Manola J, Atkins M, Ibrahim J, Kirkwood J
Dana-Farber Cancer Institute, Boston, MA 02115, USA.
J Clin Oncol. 2000 Nov 15;18(22):3782-93. doi: 10.1200/JCO.2000.18.22.3782.
To identify factors that are prognostic for survival in patients with metastatic melanoma treated in eight Eastern Cooperative Oncology Group (ECOG) trials conducted over the past 25 years.
We identified common, significant patient characteristics collected at baseline on 1,362 eligible patients for inclusion in a pooled analysis. Proportional hazards models were used to examine simultaneously the effects of multiple covariates on survival.
Median survival was 6.4 months (95% confidence interval, 6.1 to 6.9 months.) Factors conferring the greatest increased risk of death included number of metastatic sites (relative risk [RR] = 1.12), ECOG performance status of 1 or more (RR = 1.49), or metastatic disease in the gastrointestinal (GI) tract (RR = 1.49), liver (RR = 1.44), pleura (RR = 1.35), or lung (RR = 1.19). Prior immunotherapy (RR = 0.84) and female sex (RR = 0. 87) were associated with prolonged survival. Although only 12% of patients responded to protocol treatment, landmark analysis showed this to be a significant prognostic factor (RR = 0.57). A model based on three recent studies in which baseline values for alkaline phosphatase, lactate dehydrogenase (LDH), and platelets were available identified an increased number of sites of metastasis (RR = 1.30), abnormal LDH (RR = 1.89), abnormal alkaline phosphatase (RR = 1.76), abnormal platelets (RR = 1.63), and GI metastases (RR = 1. 66) as prognostic for poorer survival. Response to treatment, when examined by landmark analysis of studies with laboratory parameters, was associated with decreased risk of death (RR = 0.47).

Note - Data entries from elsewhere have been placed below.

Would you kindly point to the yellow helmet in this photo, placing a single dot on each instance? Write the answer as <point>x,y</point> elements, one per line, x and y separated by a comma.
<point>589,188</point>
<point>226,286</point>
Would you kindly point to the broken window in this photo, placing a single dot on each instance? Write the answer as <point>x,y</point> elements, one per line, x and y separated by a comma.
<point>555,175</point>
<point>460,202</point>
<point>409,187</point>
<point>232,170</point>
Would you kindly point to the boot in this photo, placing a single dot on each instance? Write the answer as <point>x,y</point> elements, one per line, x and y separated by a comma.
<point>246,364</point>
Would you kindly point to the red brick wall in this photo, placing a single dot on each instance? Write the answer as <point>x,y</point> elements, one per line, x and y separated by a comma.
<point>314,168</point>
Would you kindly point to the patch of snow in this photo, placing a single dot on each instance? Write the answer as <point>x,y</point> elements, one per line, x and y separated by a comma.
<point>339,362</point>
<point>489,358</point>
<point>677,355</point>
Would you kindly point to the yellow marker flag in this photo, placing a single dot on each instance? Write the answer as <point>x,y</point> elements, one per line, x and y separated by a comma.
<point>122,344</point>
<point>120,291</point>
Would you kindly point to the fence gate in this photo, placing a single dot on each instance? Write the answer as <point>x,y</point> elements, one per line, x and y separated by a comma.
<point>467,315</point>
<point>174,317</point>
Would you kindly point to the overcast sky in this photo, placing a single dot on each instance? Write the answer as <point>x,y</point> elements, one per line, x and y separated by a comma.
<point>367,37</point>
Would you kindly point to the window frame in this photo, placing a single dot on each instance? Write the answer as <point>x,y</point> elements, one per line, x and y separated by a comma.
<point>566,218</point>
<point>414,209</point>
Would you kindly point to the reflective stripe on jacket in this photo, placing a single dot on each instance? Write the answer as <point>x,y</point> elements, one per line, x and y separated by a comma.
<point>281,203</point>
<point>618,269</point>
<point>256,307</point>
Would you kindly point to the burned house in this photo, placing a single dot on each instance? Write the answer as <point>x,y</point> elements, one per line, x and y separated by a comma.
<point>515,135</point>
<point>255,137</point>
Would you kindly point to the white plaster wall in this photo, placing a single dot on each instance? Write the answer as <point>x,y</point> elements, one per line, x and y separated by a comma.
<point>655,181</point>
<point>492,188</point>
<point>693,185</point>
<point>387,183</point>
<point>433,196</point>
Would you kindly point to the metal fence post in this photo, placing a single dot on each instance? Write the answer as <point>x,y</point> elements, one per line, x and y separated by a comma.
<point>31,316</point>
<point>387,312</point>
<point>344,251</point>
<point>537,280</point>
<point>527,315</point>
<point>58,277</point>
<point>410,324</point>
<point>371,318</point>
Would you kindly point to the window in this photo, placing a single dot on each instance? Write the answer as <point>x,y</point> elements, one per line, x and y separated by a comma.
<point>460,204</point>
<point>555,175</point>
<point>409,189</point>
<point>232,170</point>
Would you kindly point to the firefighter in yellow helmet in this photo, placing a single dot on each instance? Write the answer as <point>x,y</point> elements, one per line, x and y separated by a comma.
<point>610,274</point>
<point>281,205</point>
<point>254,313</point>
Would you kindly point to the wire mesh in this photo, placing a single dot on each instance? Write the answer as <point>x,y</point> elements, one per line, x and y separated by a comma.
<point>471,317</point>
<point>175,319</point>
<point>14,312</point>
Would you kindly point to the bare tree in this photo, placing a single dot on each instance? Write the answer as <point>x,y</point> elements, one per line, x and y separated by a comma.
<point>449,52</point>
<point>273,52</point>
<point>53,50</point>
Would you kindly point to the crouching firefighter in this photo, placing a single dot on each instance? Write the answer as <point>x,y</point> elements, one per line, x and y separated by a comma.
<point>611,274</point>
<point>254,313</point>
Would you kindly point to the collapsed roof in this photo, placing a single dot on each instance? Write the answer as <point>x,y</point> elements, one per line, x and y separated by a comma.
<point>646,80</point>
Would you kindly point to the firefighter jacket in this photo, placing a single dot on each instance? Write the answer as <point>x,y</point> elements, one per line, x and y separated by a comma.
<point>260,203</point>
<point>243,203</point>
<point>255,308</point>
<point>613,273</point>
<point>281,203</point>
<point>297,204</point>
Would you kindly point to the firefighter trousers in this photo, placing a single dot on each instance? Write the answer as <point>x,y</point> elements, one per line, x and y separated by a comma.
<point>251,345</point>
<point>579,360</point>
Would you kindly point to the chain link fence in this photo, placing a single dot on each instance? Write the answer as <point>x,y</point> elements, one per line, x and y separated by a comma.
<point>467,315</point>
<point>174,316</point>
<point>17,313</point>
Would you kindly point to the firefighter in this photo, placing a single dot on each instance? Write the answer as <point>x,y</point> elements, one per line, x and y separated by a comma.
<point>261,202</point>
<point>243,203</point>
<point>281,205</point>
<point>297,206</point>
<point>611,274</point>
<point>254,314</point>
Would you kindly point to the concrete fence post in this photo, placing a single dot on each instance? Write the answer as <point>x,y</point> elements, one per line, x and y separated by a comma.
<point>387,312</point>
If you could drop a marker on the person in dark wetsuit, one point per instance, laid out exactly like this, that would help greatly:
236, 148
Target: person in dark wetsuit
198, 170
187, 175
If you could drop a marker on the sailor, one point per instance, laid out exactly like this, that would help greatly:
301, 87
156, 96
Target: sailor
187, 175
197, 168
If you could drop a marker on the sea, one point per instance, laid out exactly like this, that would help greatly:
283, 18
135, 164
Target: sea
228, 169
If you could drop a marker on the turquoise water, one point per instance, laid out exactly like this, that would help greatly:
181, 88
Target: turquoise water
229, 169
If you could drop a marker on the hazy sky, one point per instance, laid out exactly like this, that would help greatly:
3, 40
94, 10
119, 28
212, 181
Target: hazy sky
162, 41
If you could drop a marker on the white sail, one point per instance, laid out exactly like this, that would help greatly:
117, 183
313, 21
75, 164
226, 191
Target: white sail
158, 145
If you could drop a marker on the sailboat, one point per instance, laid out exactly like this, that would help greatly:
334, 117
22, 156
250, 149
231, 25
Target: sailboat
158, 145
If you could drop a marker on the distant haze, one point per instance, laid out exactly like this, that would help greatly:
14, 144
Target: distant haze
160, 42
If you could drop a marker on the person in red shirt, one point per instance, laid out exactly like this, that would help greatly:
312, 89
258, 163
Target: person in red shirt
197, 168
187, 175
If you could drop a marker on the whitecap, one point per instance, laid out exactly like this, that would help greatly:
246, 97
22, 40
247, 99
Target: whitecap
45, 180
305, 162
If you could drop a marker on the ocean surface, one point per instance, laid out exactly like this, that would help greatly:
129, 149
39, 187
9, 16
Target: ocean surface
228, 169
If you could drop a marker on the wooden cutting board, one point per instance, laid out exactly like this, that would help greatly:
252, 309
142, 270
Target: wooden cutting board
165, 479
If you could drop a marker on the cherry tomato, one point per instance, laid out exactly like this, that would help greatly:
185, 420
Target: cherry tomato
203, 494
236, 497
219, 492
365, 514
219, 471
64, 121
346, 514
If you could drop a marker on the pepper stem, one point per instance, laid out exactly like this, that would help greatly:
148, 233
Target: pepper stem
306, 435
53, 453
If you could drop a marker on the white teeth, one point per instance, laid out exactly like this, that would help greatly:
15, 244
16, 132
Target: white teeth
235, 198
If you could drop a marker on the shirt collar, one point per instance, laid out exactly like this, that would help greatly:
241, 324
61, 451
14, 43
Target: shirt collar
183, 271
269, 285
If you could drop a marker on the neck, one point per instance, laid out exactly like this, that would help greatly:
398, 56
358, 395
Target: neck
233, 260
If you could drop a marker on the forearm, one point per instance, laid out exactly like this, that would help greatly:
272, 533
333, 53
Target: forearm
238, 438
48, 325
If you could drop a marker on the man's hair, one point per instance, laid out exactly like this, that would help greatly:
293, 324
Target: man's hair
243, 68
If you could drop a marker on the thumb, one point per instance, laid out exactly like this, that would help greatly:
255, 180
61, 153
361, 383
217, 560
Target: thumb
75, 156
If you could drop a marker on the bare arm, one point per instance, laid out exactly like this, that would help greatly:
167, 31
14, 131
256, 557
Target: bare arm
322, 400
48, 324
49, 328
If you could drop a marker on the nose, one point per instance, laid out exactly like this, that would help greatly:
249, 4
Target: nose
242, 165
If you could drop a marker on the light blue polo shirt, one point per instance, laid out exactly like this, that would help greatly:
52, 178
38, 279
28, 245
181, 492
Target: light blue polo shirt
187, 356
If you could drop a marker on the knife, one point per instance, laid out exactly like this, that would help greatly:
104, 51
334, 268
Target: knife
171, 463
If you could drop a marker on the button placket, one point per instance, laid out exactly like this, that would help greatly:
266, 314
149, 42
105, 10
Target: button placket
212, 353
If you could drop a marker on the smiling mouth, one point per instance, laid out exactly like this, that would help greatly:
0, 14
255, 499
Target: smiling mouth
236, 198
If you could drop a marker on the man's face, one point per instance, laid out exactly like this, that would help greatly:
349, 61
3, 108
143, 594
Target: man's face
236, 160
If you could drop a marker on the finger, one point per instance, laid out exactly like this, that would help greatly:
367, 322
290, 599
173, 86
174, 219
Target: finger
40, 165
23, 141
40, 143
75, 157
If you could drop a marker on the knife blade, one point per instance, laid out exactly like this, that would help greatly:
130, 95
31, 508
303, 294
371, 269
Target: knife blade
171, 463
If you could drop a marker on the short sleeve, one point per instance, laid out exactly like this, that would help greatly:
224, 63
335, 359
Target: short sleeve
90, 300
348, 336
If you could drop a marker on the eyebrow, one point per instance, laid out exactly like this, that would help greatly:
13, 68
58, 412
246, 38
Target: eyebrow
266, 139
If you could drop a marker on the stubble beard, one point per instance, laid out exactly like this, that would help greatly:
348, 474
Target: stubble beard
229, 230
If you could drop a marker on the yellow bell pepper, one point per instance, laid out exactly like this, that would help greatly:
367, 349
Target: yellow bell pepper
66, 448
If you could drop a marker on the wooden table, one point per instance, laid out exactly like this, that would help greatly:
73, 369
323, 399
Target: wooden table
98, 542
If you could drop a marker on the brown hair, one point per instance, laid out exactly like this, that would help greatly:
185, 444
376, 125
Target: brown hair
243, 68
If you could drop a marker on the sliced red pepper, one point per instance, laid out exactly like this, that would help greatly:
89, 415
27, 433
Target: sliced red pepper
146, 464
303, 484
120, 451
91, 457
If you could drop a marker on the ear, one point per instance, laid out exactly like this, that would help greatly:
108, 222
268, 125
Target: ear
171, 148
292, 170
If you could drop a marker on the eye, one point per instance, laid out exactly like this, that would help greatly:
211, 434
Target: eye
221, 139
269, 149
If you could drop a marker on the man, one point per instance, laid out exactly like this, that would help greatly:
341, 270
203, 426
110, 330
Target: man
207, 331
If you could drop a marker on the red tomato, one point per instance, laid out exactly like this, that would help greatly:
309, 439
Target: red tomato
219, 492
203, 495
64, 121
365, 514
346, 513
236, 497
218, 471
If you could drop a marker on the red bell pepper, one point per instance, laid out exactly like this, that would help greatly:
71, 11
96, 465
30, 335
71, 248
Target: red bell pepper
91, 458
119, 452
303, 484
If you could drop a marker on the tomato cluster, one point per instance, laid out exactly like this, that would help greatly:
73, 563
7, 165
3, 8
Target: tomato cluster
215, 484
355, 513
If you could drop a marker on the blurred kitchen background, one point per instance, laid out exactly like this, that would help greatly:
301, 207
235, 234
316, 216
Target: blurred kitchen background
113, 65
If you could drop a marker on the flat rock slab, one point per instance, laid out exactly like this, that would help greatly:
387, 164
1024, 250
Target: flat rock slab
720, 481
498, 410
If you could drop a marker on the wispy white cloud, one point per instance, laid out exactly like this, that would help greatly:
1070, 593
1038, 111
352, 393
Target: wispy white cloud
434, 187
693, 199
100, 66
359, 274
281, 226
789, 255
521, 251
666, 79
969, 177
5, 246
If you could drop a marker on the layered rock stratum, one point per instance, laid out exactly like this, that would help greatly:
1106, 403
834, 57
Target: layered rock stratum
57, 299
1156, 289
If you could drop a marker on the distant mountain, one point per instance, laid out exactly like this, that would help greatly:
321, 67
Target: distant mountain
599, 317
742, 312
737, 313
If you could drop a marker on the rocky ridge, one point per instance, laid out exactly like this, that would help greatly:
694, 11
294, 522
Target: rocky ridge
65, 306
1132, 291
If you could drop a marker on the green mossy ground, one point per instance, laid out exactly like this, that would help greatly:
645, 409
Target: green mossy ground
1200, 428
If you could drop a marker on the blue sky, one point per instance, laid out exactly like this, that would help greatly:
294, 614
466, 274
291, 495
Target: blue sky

This study demonstrates the importance and utility of laboratory parameters as prognostic factors for survival and confirmed the deleterious effects of multiple metastatic sites. Prior immunotherapy and female sex were associated with improved prognosis. Prognostic factors identified in this analysis are consistent with the findings of prior published studies and argue for the adoption of laboratory findings in the staging systems that are used for entry and stratification of clinical trials in the future.
确定在过去25年东部肿瘤协作组(ECOG)开展的8项试验中接受治疗的转移性黑色素瘤患者的生存预后因素。
我们确定了在基线时收集的1362例符合纳入汇总分析条件的患者的常见、显著的患者特征。使用比例风险模型同时检验多个协变量对生存的影响。
中位生存期为6.4个月(95%置信区间,6.1至6.9个月)。导致死亡风险增加最大的因素包括转移部位数量(相对风险[RR]=1.12)、ECOG体能状态为1或更高(RR=1.49)、胃肠道(GI)转移(RR=1.49)、肝脏转移(RR=1.44)、胸膜转移(RR=1.35)或肺转移(RR=1.19)。既往免疫治疗(RR=0.84)和女性(RR=0.87)与生存期延长相关。虽然只有12%的患者对方案治疗有反应,但标志性分析显示这是一个显著的预后因素(RR=0.57)。基于最近三项可获得碱性磷酸酶、乳酸脱氢酶(LDH)和血小板基线值的研究建立的模型确定,转移部位数量增加(RR=1.30)、LDH异常(RR=1.89)、碱性磷酸酶异常(RR=1.76)、血小板异常(RR=1.63)和胃肠道转移(RR=1.66)提示生存预后较差。通过对有实验室参数的研究进行标志性分析来检验治疗反应时,其与死亡风险降低相关(RR=0.47)。
本研究证明了实验室参数作为生存预后因素的重要性和实用性,并证实了多个转移部位的有害影响。既往免疫治疗和女性与预后改善相关。本分析中确定的预后因素与既往发表的研究结果一致,并支持在未来用于临床试验入组和分层的分期系统中采用实验室检查结果。